Balance¶
What is it¶
Balance and classwise balance are metrics that measure correlational relationships between metadata factors and class labels. Balance and classwise balance can indicate opportunities for shortcut learning and disproportionate dataset sampling, with respect to individual classes or between metadata factors, that leads to poor generalization or overestimation of model performance.
Balance metrics compute the mutual information between class labels and metadata factors which may include intrinsic metadata, such as image statistics or bounding box statistics; or extrinsic metadata factors such as environmental information, sensor information, and operational information. Mutual information measures the information gained about one variable, e.g. class label, by observing another variable, e.g. location. Balance metrics provide a T&E engineer or model developer insight into dataset relationships which should be investigated or accounted for during model training or model evaluation.
The balance metric returns mutual information computed between
metadata factors and class labels but also mutual information between all pairs
of metadata factors to characterize inter-factor relationships.
The balance_classwise metric returns mutual information between individual
class labels and metadata factors to identify relationships between only one
class and secondary factors.
When to use it¶
For both model and dataset development it is important to understand correlational relationships that underlie the dataset. Often, opportunities for data collection are sparse, available only in non-operational locations and conditions, with limited target diversity, etc. A model trained on these realistic datasets could learn to use secondary information to perform the primary learning task, reducing the model’s ability to generalize to new domains or to perform unexpectedly when presented with new data. Balance metrics provide a method for identifying relationships between dataset factors and class labels a priori. A T&E engineer or model developer should then use that information to design tests for model generalization or data augmentation to mitigate the opportunity for shortcut learning or sampling imbalance.
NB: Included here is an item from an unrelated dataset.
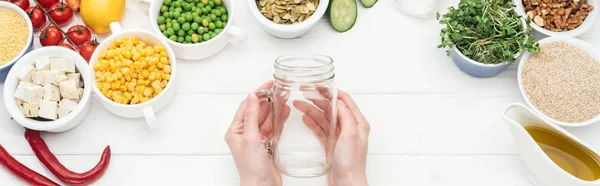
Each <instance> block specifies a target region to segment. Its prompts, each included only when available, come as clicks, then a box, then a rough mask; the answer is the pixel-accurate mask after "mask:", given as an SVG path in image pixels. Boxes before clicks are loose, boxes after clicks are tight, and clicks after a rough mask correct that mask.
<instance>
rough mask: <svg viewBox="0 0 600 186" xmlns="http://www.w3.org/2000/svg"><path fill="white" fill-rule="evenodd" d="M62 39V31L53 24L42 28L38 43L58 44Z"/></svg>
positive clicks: (51, 44)
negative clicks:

In order to use balance, the user must supply their metadata
in a DataEval specific format. Because of this requirement, DataEval has a
Metadata class that will take in user metadata and format
it into DataEval’s format. The balance function takes in the Metadata
class for its analysis.
Identifying opportunity for shortcut learning¶
The literature contains many examples of shortcut learning and adversarial perturbations that cause a model to fail to generalize. For instance, an image classifier may learn to detect cows in a grassy field but internally cues on the grassy field (background) rather than the properties of the cow. When presented with an image of a cow at a sandy beach, the model fails to identify the cow because it was able to previously use secondary information about location or visual context to reliably identify cows. Balance metrics are one way to identify the potential for learning such shortcuts.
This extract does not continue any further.